Bibir merah dan alis coklat melengkung mendefinisikan tren make up yang lazim bagi perempuan dari semua kelas terutama di Inggris dan Amerika, tentu saja pada dekade tersebut. Mereka membutuhkan make up yang tidak ‘rewel’.
Berlawanan dengan perkembangan make up di masa kini yang demikian pesat, make up ala 1940 lebih mirip kebiasaan yang diwariskan dari generasi ke generasi. Motif privilese tidak terlalu mendominasi, bahkan kata ‘minimalis’ belum berlaku di sini. Perempuan 1940-an lebih fokus bagaimana menjadi cantik secara gesit.
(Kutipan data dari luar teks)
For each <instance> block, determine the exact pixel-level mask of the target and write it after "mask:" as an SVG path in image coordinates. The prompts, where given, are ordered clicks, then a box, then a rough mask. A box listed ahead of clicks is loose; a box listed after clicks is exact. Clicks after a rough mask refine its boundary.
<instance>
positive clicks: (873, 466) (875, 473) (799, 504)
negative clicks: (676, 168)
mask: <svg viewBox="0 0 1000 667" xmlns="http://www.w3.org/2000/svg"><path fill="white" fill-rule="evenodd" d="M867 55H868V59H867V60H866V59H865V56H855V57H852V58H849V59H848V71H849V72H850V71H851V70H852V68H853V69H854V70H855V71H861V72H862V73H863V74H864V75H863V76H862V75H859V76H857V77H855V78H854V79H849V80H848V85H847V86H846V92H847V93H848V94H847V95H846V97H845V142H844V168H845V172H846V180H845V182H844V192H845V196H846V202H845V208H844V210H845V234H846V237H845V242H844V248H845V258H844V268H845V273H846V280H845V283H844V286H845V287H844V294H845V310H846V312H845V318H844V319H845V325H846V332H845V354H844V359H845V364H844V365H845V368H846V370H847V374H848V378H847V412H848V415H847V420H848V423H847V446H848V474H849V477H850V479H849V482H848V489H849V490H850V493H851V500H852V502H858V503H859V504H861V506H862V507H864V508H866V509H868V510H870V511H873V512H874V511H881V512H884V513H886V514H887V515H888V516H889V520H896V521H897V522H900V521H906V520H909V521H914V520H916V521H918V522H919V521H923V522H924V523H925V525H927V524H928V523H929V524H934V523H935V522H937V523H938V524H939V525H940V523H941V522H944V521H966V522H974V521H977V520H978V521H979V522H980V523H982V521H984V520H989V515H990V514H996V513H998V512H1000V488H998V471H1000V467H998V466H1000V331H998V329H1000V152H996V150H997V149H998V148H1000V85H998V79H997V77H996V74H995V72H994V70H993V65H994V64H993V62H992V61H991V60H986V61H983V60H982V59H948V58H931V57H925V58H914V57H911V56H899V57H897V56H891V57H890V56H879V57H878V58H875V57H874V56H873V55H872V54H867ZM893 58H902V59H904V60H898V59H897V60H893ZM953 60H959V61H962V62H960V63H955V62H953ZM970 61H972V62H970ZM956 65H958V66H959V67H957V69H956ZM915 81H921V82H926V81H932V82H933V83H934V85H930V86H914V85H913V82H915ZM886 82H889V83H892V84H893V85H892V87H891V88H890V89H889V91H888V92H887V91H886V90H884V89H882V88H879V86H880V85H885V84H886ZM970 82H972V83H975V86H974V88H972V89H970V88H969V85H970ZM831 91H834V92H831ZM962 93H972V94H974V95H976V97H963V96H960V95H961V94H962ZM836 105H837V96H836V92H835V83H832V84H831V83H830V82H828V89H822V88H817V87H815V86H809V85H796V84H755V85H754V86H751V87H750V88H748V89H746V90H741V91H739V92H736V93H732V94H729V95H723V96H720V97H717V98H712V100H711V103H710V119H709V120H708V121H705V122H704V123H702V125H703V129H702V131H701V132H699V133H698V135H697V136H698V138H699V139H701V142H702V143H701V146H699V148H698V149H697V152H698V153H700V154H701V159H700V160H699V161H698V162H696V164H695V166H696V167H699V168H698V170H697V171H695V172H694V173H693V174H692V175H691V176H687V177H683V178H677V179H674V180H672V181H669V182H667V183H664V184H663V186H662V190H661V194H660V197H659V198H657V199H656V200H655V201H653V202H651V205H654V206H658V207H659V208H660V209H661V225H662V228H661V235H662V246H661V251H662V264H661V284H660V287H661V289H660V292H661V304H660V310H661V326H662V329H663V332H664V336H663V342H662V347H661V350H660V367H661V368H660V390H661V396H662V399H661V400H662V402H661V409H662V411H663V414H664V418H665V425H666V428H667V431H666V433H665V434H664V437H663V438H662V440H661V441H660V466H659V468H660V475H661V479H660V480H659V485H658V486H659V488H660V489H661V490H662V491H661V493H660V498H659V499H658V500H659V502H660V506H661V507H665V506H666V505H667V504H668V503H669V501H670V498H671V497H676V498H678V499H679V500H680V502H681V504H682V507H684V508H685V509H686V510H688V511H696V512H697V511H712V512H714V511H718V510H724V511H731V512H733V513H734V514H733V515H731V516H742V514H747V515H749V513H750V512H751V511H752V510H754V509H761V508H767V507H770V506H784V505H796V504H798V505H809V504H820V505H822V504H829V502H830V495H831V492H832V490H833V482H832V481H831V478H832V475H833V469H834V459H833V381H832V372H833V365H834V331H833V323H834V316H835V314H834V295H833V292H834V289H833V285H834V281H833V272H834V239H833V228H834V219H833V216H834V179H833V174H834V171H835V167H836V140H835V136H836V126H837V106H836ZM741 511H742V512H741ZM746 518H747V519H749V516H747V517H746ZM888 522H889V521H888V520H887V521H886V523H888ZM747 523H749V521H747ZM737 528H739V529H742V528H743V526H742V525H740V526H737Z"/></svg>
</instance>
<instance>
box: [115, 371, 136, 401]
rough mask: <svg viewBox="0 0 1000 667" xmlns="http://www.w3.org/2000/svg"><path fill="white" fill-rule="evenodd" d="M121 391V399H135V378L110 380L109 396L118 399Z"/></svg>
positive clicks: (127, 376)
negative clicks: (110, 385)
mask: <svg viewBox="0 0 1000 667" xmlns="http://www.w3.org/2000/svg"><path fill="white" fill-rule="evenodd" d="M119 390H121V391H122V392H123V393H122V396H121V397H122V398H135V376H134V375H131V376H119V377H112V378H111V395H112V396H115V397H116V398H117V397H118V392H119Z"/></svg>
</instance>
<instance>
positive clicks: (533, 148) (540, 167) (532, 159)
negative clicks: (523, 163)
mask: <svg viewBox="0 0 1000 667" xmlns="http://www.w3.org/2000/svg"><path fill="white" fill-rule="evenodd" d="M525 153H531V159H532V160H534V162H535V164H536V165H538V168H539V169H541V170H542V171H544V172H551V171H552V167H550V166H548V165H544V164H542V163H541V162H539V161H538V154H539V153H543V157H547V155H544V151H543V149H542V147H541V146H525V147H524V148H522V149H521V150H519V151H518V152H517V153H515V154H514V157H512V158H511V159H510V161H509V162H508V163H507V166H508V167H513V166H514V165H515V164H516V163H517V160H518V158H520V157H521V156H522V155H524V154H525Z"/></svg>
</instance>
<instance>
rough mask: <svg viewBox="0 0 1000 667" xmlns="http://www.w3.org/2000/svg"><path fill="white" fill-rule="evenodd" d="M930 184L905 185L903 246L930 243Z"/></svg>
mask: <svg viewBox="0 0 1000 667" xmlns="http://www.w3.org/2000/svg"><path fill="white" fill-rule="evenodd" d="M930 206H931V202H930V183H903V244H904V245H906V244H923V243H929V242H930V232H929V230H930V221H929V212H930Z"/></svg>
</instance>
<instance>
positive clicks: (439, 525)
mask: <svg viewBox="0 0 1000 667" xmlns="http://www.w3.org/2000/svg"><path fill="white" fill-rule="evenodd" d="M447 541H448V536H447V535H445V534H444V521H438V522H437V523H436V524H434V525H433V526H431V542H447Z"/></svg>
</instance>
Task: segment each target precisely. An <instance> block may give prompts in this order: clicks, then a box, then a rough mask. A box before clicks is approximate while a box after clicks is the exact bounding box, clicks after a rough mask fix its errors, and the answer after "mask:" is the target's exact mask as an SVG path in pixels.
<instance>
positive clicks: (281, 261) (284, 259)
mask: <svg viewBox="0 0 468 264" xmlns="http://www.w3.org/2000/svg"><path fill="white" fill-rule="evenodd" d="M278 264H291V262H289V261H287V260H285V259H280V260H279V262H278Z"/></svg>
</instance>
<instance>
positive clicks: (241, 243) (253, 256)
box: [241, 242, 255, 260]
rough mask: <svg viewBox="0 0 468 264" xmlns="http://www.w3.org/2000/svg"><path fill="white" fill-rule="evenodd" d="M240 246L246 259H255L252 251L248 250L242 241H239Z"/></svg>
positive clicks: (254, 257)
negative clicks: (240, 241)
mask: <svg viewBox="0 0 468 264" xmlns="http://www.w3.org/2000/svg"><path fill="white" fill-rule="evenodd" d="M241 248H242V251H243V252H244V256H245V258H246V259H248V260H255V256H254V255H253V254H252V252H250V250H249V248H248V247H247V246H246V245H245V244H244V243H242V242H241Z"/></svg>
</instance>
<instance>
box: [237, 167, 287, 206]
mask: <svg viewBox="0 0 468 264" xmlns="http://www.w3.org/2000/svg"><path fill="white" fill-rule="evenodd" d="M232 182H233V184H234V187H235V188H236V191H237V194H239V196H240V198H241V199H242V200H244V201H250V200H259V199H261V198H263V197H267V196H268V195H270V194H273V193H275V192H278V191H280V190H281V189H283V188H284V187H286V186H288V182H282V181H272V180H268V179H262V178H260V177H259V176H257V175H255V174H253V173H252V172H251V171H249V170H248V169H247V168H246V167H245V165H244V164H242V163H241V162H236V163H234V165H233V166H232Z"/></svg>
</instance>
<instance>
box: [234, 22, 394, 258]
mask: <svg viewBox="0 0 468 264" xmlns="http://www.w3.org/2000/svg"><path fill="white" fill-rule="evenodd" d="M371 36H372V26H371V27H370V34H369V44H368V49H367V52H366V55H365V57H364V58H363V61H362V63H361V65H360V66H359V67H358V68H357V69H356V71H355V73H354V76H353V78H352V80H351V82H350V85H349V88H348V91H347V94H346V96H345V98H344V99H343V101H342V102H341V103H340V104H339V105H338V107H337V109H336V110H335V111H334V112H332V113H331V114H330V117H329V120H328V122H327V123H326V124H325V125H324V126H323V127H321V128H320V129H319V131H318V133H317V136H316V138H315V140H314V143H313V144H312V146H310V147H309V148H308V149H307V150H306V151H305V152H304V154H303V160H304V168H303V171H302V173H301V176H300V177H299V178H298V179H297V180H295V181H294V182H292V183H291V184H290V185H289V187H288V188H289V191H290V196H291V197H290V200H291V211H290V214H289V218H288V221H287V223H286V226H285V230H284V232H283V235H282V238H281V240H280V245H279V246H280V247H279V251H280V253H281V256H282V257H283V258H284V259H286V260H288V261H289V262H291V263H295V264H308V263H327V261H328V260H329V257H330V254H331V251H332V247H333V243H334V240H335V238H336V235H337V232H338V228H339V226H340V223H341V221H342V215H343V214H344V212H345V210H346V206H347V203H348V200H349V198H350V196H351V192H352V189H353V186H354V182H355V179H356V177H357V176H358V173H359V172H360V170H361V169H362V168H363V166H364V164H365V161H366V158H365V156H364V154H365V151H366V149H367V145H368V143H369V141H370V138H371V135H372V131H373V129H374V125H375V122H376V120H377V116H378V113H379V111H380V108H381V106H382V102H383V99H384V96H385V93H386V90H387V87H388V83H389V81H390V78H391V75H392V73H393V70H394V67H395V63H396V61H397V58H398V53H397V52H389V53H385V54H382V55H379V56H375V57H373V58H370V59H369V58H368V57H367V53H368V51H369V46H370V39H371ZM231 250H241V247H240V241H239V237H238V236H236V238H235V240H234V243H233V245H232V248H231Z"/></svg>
Pada masa itu, make up bukan sekedar komponen intrinsik dalam gaya keseharian. Bagi perempuan Amerika, lipstik menunjukkan martabat sebuah bangsa. Terjadi demonstrasi yang dilakukan oleh kalangan perempuan ketika Dewan Produksi untuk peperangan berencana melakukan penjatahan. Memakai lipstik adalah cara menjaga feminimitas saat melakukan pekerjaan laki-laki. Stimulus lain, tak jauh beda dengan fenomena sekarang, iklan-iklan pun mendorong mereka untuk memiliki lipstik.
Agaknya perempuan Inggris tak seberuntung perempuan Amerika. Penjatahan kosmetik tetap berlangsung walau perang usai, bahkan melenggang hingga 1954. Mereka terpaksa mewarnai bibir dengan jus buah bit dan memperoleh shading gelap untuk eyeshadow dari jelaga lilin. Tak hanya itu, keterbatasan alkohol membuat bi-carbonate menjelma jadi penangkal bau badan atau deodoran.